By Staff Writer

 

In 2022, the PPP/C Government intends to invest a whopping $261M to advance the development of the agro-processing sector.

 

According to Agriculture Minister, Zulfikar Mustapha, the allocation is set to address some of the challenges that plague the subsector such as high cost of production, limited financing, restrictive legislation, limited access to markets, and low technology transfer.

 

Mustapha said these factors have persistently hampered the development of the agro-processing sector over the years with the former regime doing little to nothing to change the status quo. He added that in 2022, his ministry will be investing $63 million in the retrofitting and equipping of three agro-processing facilities in White Water Creek, Shulinab, and Charity so as to ensure all agro-processors have easy and affordable access to certified processing facilities. He said this will benefit over 1,500 farmers.

 

Further to this, Minister Mustapha said $96.5M will be invested to ensure the operationalization of the agro-processing and packaging facilities in Sophia, Parika, and Mabaruma.

 

He explained that the agro-processing facilities will function both for commercial production and product development for small and medium agro-processors. He said it would also ensure that domestic consumers have access to high quality, high value, and innovative local products that are internationally competitive.

 

With access to certified facilities, he added that local manufacturers are also expected to have better access to international markets.

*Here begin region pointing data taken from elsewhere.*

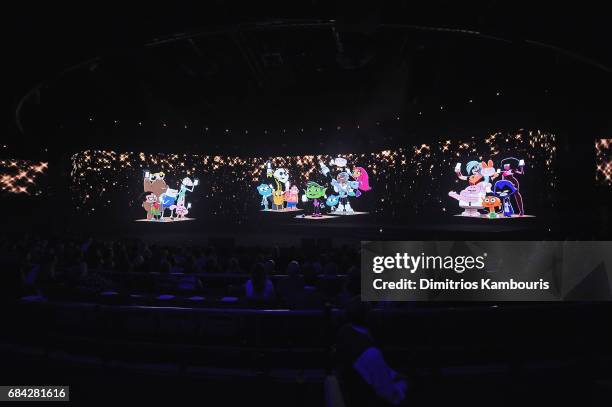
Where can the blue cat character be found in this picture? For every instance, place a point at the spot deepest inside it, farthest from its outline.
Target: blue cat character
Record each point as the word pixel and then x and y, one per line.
pixel 332 201
pixel 504 190
pixel 265 191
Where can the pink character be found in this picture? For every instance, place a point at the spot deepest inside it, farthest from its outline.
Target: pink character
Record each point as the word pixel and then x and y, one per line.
pixel 291 196
pixel 180 210
pixel 470 199
pixel 361 176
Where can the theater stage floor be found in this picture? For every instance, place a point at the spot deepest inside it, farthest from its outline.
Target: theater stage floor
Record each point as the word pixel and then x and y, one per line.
pixel 286 230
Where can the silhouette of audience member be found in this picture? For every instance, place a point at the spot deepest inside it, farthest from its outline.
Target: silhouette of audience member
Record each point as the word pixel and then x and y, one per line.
pixel 259 287
pixel 365 377
pixel 291 289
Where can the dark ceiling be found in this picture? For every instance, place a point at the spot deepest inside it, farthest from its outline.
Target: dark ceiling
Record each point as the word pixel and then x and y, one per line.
pixel 124 75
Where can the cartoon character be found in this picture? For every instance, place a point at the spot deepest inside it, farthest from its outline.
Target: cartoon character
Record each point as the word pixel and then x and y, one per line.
pixel 510 167
pixel 491 202
pixel 291 196
pixel 186 185
pixel 151 206
pixel 474 172
pixel 281 178
pixel 181 210
pixel 504 189
pixel 342 185
pixel 155 184
pixel 315 192
pixel 470 199
pixel 168 201
pixel 332 201
pixel 265 191
pixel 361 176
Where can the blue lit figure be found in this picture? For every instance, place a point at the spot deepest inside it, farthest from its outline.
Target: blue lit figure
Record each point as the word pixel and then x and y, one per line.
pixel 332 201
pixel 504 190
pixel 186 185
pixel 265 191
pixel 168 200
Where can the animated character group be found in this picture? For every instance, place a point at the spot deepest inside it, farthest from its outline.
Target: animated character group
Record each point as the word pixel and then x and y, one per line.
pixel 496 198
pixel 161 199
pixel 346 184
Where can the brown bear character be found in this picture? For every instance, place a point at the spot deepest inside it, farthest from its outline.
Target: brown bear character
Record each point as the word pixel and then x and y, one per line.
pixel 155 184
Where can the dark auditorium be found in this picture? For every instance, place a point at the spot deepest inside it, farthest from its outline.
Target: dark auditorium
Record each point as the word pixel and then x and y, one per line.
pixel 307 203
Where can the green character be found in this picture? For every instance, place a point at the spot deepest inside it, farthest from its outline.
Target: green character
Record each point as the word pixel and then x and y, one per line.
pixel 315 192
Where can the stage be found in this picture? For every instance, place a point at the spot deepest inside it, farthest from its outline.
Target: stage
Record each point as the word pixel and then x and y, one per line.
pixel 289 229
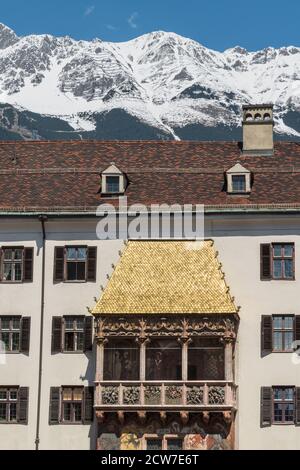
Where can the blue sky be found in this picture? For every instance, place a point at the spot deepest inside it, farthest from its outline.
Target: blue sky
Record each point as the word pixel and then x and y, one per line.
pixel 218 24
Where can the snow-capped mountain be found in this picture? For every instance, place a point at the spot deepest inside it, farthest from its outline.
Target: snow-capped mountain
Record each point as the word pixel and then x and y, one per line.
pixel 161 84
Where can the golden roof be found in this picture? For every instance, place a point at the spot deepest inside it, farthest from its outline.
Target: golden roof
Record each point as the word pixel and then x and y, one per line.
pixel 167 277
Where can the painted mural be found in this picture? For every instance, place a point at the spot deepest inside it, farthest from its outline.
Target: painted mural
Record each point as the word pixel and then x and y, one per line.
pixel 197 435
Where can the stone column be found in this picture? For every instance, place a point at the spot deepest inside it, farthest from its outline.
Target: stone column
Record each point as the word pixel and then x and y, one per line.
pixel 228 342
pixel 100 358
pixel 143 342
pixel 184 357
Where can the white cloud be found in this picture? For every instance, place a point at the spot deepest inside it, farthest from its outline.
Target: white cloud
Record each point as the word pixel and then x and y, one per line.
pixel 89 10
pixel 132 20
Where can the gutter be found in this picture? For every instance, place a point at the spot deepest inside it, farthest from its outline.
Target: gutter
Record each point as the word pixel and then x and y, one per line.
pixel 42 219
pixel 208 210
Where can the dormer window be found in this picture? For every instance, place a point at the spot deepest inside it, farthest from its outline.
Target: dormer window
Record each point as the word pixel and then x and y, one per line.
pixel 112 184
pixel 113 181
pixel 238 183
pixel 238 180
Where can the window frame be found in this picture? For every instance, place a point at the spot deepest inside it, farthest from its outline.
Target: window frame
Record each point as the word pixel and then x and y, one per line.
pixel 8 402
pixel 107 191
pixel 72 402
pixel 282 258
pixel 11 331
pixel 283 387
pixel 163 439
pixel 282 331
pixel 66 261
pixel 75 318
pixel 239 191
pixel 3 262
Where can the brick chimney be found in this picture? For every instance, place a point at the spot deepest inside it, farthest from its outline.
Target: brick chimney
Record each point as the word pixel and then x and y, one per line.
pixel 258 129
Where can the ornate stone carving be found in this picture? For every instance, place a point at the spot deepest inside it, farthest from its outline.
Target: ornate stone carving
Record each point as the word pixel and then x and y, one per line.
pixel 194 396
pixel 173 394
pixel 131 396
pixel 110 396
pixel 152 395
pixel 177 326
pixel 216 396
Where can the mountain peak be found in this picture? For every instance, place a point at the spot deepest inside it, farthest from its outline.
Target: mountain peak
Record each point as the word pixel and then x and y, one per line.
pixel 7 36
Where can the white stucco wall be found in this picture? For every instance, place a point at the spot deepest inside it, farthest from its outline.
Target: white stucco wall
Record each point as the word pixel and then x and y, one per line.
pixel 238 241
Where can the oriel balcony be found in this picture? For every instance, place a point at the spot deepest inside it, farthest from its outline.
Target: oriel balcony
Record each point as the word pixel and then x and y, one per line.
pixel 167 395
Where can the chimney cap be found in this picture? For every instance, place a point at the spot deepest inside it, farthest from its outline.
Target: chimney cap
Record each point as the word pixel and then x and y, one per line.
pixel 255 106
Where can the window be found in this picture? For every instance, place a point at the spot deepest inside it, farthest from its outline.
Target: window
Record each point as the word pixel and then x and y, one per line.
pixel 238 179
pixel 121 360
pixel 76 258
pixel 174 443
pixel 206 359
pixel 16 264
pixel 283 333
pixel 72 334
pixel 75 264
pixel 72 404
pixel 163 360
pixel 10 329
pixel 8 405
pixel 13 405
pixel 283 261
pixel 12 264
pixel 154 444
pixel 278 333
pixel 277 261
pixel 113 181
pixel 112 184
pixel 164 443
pixel 283 404
pixel 238 183
pixel 15 333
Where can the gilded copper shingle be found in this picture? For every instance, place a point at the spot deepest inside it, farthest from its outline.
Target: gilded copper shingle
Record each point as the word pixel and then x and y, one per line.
pixel 167 277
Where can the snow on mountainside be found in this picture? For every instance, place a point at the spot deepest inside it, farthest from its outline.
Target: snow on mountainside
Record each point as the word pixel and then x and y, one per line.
pixel 161 84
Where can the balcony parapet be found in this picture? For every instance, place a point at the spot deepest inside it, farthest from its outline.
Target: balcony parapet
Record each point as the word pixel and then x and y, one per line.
pixel 166 395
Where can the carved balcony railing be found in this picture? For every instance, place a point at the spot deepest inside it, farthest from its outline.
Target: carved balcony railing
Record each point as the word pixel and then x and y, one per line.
pixel 150 395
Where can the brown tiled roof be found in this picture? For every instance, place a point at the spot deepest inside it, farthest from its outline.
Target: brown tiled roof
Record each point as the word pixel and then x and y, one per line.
pixel 61 175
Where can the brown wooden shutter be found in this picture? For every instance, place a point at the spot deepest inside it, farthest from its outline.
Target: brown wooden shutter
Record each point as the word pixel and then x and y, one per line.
pixel 297 405
pixel 23 405
pixel 1 266
pixel 88 405
pixel 266 406
pixel 297 328
pixel 59 252
pixel 266 333
pixel 92 264
pixel 56 344
pixel 54 415
pixel 28 265
pixel 265 262
pixel 88 333
pixel 25 335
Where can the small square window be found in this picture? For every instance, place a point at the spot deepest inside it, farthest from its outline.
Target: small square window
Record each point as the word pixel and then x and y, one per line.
pixel 112 184
pixel 283 405
pixel 239 183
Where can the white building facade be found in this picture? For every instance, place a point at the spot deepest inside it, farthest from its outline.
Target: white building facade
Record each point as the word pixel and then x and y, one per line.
pixel 53 266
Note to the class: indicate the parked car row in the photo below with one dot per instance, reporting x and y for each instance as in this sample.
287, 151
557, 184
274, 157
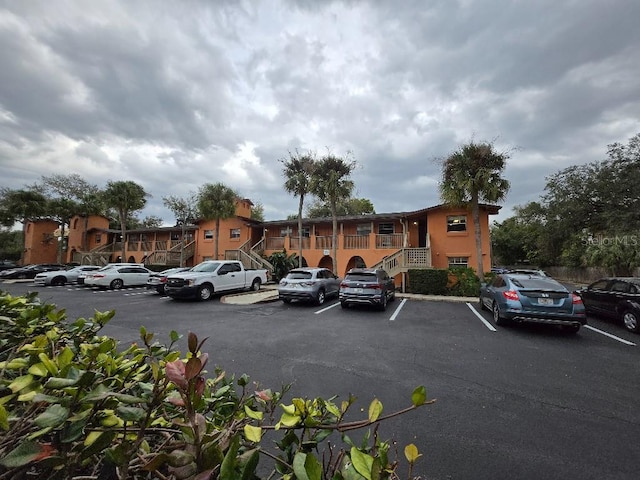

Furthermore, the official said the Guyana Marketing Corporation will be establishing one-stop business incubators in Regions 3, 5, 9, and 10 to ensure agro-processors have easy, reliable, and timely access to the necessary agri-business support services and products. This initiative he said will benefit over 2,500 stakeholders.

 

Speaking to another key development, the Minister disclosed that GMC will invest $19M to construct the country’s first-ever ‘Fruits & Vegetables Dehydrating Facility.’ He said this will be quite an achievement for the country in the subsector since market demands for dehydrated fruits continue to grow regionally at a rate of approximately US$1M annually. He is confident that the facility would increase opportunities for local farmers and agro-processors to tap this lucrative niche market.

 

Finally, the Minister was pleased to share as well that $8M will be invested to construct three solar dryers. These he said will extend shelf-life and reduce post-harvest losses of perishable agricultural commodities.